Dans le cadre de la tripartite, le gouvernement luxembourgeois a proposé un paquet équilibré permettant d’atténuer les conséquences sociales de l’inflation, tout en offrant une prévisibilité indispensable au monde des entreprises dont la très grande majorité ressentent négativement des conséquences de la crise. J’ai participé personnellement aux réunions tripartites et je peux confirmer l’esprit constructif dans lequel les réunions se sont tenues, même si l’accord qui en est ressorti n’est pas partagé par 100% des participants. Si j’ai un regret à formuler, ce serait la véhémence avec laquelle les syndicats se sont battus pour le maintien d’un statu quo qui, à nos yeux, n’est pas tenable. Les signaux de prix qu’on vit aujourd’hui et les adaptations qu’ils exigent ont été ignorés. Le maintien du pouvoir d’achat pour toutes catégories de salaires a dominé les revendications. Or, on sait que face aux pénuries actuelles et à venir, le dopage de la demande à tous les niveaux de revenus sera remis sur le tapis. La tripartite aurait pu aller plus loin dans la recherche de solutions durables synonymes d’adaptations de la demande.

L’accord contient des pistes intéressantes pour ce qui concerne le monde des entreprises, où il s’agira d’éviter des arrêts de production, sources de nouvelles pénuries, tout en répondant de manière adéquate aux signaux de prix des matières premières et de l’énergie qui se sont installés.

Durant la pandémie, le mot résilience a commencé à être utilisé à outrance. Le constat de la dépendance des fournitures étrangères a conduit de nombreux décideurs politiques à prôner un renouveau industriel au sein de l’Union européenne. L’appel pour un renforcement de la production autochtone ressurgit suite aux problèmes d’approvisionnement engendrés par la guerre menée par la Russie contre l’Ukraine. Si la FEDIL se réjouit de la redécouverte des atouts du secteur manufacturier, elle tient à rappeler quelques principes élémentaires :

  • Condamner la globalisation et restreindre les relations commerciales avec des espaces économiques tiers, sans disposer de solutions de rechange internes aggraverait les situations de pénurie et d’inflation. Par ailleurs, une telle attitude nuirait à nos exportateurs.
  • Il s’agira d’abord d’améliorer les conditions d’accueil d’activités industrielles. Inviter l’industrie sans être capable de l’accueillir ne sert à rien. Je parle de terrains, d’autorisations, d’approvisionnement en énergie et en matières premières. Sans accès garantis aux matières premières, il est inutile de construire des unités de transformation. Pour avoir accès aux matières premières, il faut que les ingrédients sortent des pays source qui ont également des ambitions industrielles. Il faut aussi que nos propres règles nous permettent d’effectuer les importations nécessaires.
  • Penser à la réindustrialisation doit aller de pair avec une réflexion sur les raisons de la désindustrialisation. En ce moment même, des secteurs industriels importants se posent la question sur leur avenir en Europe.
  • Les progrès réalisés en matière d’automatisation et de digitalisation facilitent un réagencement de productions industrielles. Le coût de la main-d’œuvre joue un rôle moindre qu’il y a vingt ou trente ans. Mais il s’agira de trouver les bons profils pour travailler dans les usines modernes.
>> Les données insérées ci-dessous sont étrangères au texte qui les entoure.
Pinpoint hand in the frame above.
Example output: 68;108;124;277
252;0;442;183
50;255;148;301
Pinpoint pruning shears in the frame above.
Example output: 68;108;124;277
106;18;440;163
Monsieur le ministre, à l’occasion de notre dernière assemblée générale, vous avez annoncé la réactivation du Haut Comité pour le Développement de l’Industrie. C’est le forum, où politique et industrie devront trouver des terrains d’entente permettant de redynamiser la politique industrielle du pays, tout en y intégrant les nouvelles orientations que sont la décarbonation, la circularité ou encore la gestion moderne de nos surfaces industrielles.

À côté de l’encadrement national, le gouvernement luxembourgeois devra continuer à jouer la carte européenne lorsqu’il s’agit de développer notre tissu industriel dans le sens voulu. La durabilité dans les chaînes d’approvisionnement, la production, le stockage, le transport et la distribution d’énergies renouvelables, la mise en place de modèles économiques circulaires ou encore la mobilité des talents, tous ces éléments devront se faire dans une logique de marché intérieur. Un repli sur soi ou des cavaliers seuls au sein du marché intérieur sur ces sujets vitaux serait fatal.